The Things about Bayley

Nicholas Spice

  • The Order of Battle at Trafalgar, and other essays by John Bayley
    Collins Harvill, 224 pp, £12.00, April 1987, ISBN 0 00 272848 6

There is a certain kind of knowledge – perhaps the most important – that cannot be explicitly taught or diligently learnt. For example, a tribe of Indians on the river Xingu lives on the water. Their houses are built on stilts in the swamps and the inhabitants move from place to place by boat. The survival of the tribe depends on good boats, and the chief task of the men is to make them. The art is handed down from father to son, but without any direct instruction. The boys learn it from the men by watching them, by being around when the boats are being built.

This illustration is the only thing I can remember from a lecture by Bruno Bettelheim which I heard in 1975. It struck me at the time because I had just finished a year at an American university, where I had sometimes had the impression that knowledge was understood to be palpable stuff which it was the duty of learning to shift methodically from one location (a database, a book, the brain of a teacher) to another. Reading English at Oxford with John Bayley had been more like learning to build boats on the river Xingu.

There was no obvious method in the way John Bayley taught, and no manipulation. I suspect that being a teacher did not interest him. Talking to people about books, however, did, and if those people happened to be students, then that was well enough. A tutorial with John Bayley was a conversation: about what you had been reading, or, if you had read nothing, about something else. The conversation was not competitive. You were encouraged to go further down a line of thought, or you were not encouraged to. Like evil in the Augustinian universe, discouragement was merely the absence of its opposite. If Bayley thought you were barking up the wrong tree, he would typically say, ‘Quite probably you’re right,’ but in such a way that you knew that quite probably you were wrong.

Bayley treated books with the same searching deference with which he treated the views of his pupils. His approach to a work was like that of someone tapping a wall to find out where it is unsound, or like the bell-makers at the end of Tarkovsky’s Andrei Rublev who test the integrity of the newly-fired bell by tapping the cast with hammers and listening. What Bayley was listening for was the note of personality, and the imperfections – the hollow places and cracks – in the works he examined were often where he could hear it most plainly. The art of criticism lay in knowing what to listen out for, and having heard it, to identify and characterise it. ‘I suppose the thing about Hardy is,’ Bayley would typically begin, as though together we were to try and get to the bottom of a fascinating, but contradictory, mutual acquaintance.

The presiding genius of these discussions was humour. The contingencies and incongruities of life, the comicality of authors, the portentousness of critics – these were a source of constant delight to Bayley, whose sense of the ridiculous irradiated even the most sombre subject-matter with a mildly facetious gaiety.

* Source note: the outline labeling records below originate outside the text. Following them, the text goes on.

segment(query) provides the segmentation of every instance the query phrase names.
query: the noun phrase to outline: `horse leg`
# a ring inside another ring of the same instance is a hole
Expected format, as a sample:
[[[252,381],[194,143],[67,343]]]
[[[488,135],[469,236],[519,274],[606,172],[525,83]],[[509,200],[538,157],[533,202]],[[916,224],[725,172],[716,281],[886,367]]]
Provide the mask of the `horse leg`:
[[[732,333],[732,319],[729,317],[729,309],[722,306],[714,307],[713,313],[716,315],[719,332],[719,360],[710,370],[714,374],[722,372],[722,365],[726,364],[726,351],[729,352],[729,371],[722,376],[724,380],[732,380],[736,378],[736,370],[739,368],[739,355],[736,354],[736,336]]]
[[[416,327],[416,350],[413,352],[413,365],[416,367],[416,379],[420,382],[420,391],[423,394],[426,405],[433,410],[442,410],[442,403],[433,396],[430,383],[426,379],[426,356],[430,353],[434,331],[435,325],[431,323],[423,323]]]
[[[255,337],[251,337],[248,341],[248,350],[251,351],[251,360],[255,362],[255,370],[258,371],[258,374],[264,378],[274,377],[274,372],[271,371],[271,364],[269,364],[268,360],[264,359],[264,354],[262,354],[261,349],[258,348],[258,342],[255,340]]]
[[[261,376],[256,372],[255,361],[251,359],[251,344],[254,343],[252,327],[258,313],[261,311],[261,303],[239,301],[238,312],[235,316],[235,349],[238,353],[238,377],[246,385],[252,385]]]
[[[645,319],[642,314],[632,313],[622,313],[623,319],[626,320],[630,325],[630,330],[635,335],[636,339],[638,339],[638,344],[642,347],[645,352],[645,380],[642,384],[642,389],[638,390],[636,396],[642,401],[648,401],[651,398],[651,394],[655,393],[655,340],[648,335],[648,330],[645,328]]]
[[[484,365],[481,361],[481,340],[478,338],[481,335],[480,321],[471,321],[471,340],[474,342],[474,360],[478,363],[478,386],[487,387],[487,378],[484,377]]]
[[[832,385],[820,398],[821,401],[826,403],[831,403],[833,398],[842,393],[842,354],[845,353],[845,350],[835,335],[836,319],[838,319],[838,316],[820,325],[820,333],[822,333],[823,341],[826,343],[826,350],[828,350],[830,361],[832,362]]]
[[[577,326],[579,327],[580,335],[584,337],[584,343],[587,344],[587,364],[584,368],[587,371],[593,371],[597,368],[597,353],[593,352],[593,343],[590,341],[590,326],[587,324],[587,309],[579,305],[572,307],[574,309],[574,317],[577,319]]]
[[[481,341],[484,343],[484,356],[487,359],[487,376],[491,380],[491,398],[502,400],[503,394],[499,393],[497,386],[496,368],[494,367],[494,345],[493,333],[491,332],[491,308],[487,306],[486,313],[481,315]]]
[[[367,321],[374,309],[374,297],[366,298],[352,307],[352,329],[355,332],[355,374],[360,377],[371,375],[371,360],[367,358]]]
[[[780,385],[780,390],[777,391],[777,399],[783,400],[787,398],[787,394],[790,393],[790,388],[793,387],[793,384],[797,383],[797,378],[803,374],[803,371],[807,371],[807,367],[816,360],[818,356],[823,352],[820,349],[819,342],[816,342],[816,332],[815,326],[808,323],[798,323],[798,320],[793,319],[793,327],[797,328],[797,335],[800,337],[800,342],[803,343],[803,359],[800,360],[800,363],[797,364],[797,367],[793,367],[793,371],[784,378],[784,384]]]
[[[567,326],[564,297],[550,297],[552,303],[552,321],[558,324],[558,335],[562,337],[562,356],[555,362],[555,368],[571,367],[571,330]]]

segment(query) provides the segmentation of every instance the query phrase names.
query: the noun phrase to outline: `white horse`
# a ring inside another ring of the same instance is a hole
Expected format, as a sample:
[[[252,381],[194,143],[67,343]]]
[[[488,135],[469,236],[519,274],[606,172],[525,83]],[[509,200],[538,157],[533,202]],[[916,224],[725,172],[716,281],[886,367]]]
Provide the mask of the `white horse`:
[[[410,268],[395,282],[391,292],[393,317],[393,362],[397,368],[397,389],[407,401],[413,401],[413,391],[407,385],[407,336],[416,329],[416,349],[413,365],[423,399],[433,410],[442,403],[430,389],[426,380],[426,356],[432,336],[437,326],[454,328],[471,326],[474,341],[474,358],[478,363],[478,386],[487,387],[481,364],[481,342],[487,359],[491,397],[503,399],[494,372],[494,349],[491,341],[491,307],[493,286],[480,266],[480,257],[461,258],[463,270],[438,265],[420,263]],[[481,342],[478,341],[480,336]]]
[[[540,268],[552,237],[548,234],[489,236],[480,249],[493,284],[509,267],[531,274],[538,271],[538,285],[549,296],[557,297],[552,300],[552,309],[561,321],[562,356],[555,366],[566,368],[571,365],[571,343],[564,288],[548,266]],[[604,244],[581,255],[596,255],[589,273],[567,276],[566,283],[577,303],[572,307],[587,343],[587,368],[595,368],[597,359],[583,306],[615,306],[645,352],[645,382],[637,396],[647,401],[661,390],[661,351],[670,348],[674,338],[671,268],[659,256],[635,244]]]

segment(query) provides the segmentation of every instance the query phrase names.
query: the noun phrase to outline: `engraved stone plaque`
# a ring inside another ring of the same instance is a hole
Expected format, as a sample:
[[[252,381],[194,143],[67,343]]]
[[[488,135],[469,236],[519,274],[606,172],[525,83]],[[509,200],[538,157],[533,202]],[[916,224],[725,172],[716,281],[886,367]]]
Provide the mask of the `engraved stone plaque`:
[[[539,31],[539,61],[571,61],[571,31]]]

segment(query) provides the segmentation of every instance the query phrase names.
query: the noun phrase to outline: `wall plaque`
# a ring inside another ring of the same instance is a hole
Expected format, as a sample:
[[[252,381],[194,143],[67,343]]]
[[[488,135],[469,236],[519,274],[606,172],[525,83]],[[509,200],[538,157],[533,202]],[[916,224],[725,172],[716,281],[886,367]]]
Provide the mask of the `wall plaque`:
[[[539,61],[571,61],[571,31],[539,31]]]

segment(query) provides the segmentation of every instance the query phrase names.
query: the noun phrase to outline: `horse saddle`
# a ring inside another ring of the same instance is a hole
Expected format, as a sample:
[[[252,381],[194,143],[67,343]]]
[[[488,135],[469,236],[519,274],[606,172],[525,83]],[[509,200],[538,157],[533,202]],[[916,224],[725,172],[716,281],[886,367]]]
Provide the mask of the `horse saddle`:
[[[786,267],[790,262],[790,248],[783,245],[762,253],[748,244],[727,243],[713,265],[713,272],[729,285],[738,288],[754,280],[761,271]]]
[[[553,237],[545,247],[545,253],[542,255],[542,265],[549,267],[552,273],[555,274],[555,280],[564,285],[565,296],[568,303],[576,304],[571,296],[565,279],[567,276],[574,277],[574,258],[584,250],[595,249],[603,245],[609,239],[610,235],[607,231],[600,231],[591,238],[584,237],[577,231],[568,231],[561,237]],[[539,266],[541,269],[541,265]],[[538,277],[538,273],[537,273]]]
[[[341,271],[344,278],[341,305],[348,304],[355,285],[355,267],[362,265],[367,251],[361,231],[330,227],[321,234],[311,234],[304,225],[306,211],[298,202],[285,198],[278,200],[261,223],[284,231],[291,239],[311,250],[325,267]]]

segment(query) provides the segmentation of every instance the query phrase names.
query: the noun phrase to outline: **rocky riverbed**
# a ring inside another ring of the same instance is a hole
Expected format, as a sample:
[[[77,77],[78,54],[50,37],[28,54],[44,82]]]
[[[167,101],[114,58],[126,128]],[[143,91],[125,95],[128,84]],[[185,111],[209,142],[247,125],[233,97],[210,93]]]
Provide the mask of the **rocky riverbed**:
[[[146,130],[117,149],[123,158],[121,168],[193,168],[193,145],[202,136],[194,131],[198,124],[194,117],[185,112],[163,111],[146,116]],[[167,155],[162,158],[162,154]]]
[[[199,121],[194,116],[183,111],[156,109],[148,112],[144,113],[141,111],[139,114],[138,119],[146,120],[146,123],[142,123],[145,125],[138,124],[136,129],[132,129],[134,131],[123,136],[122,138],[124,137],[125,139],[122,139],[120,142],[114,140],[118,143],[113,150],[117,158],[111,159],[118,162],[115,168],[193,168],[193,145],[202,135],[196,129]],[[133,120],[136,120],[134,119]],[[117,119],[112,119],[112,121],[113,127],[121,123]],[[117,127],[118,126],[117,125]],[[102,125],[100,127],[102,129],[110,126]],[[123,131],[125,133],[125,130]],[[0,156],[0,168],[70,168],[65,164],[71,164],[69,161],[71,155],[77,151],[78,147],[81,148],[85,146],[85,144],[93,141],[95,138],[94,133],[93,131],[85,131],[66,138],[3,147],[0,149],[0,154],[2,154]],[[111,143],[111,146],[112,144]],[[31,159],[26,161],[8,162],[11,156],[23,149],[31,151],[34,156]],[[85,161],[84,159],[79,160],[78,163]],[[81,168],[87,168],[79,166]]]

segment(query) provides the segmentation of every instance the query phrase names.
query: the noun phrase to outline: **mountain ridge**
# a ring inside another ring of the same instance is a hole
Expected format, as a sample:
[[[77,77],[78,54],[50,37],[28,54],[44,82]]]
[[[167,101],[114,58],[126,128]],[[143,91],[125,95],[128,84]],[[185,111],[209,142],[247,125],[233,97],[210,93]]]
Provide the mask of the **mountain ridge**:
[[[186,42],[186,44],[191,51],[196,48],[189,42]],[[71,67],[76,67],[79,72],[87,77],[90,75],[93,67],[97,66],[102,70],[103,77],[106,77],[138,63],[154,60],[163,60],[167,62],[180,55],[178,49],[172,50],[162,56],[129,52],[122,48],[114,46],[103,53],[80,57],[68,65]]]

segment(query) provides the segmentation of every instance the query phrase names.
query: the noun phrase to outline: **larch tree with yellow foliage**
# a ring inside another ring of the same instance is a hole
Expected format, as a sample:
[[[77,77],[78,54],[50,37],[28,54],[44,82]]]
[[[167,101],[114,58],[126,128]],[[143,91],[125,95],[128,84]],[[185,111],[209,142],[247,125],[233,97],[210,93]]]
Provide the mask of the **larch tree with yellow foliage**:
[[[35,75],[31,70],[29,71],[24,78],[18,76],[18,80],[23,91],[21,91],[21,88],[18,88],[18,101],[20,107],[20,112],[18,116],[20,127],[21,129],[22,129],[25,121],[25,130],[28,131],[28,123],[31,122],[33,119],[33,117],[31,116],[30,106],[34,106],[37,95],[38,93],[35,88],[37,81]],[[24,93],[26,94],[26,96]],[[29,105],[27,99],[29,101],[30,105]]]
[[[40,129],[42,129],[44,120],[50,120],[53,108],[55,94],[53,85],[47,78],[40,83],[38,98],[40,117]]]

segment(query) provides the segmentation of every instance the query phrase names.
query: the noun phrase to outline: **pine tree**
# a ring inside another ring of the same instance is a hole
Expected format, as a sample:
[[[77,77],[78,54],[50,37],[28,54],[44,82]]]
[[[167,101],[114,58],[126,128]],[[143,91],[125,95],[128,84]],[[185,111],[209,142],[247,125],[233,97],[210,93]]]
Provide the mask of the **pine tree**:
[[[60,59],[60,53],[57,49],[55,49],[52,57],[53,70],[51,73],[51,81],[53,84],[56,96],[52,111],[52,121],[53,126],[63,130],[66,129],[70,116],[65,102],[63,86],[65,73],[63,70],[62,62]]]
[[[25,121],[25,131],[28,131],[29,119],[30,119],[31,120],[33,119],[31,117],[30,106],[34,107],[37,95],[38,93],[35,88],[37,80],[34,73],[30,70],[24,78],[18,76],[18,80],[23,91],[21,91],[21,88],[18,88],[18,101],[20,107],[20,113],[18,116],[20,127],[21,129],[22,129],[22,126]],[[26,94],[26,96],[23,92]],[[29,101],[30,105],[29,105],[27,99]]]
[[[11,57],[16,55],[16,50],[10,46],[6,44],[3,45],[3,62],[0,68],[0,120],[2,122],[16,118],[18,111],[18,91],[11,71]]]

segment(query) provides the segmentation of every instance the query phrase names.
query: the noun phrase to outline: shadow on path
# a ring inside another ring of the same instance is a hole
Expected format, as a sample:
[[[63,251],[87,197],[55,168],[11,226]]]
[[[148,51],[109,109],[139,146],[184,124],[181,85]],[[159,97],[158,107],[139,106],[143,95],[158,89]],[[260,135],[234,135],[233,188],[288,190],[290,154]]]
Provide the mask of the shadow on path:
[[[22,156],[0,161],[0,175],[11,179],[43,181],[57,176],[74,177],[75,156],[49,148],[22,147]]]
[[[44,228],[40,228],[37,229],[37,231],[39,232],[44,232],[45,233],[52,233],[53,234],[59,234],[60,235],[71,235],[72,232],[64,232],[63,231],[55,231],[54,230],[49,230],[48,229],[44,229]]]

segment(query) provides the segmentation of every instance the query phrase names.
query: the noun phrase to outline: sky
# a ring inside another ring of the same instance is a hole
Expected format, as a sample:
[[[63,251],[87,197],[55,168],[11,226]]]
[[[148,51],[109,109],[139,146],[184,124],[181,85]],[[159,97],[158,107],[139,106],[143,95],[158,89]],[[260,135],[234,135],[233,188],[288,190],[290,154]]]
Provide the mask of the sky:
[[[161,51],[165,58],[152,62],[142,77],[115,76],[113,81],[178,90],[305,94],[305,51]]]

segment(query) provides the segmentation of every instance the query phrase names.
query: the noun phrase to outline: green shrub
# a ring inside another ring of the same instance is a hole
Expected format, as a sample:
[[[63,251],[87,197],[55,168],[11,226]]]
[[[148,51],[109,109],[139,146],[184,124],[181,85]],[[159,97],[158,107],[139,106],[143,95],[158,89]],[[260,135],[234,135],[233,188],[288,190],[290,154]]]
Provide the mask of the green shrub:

His wit was chiefly directed at people, situations and points of view that took themselves too seriously, and he delivered his one-liners with an inimitable conspiratorial intensity which imbued them with a mock-gravity bordering on the hilarious. At the foot of an immensely long undergraduate essay on George Eliot, written by a friend of mine, he wrote, ‘Some good things here, I expect,’ a comment that was both a reproof and a vote of confidence, while at the same time managing to say everything about the sort of essays one should write on George Eliot. When the same friend did well in his final exams, Bayley sent him a postcard of Napoleon. On the back he wrote: ‘The world lies at your feet. I should leave it there for a while, if I were you.’ An extensive apocrypha of Bayley anecdotes and sayings grew up around him, and his pupils competed in the art of caricaturing him. These stories were the concise embodiment for us of everything that Bayley stood for, and we repeated them as a reflex, a part of the process of modelling ourselves after him. As his pupils we did not learn facts or techniques. Like the Indian boys on the river Xingu, we attended to the practice of a traditional art, and to the extent that we learnt to practise it ourselves, we did so mainly, not by studying it, but by identifying ourselves with a master. As the psychoanalysts say, we introjected him.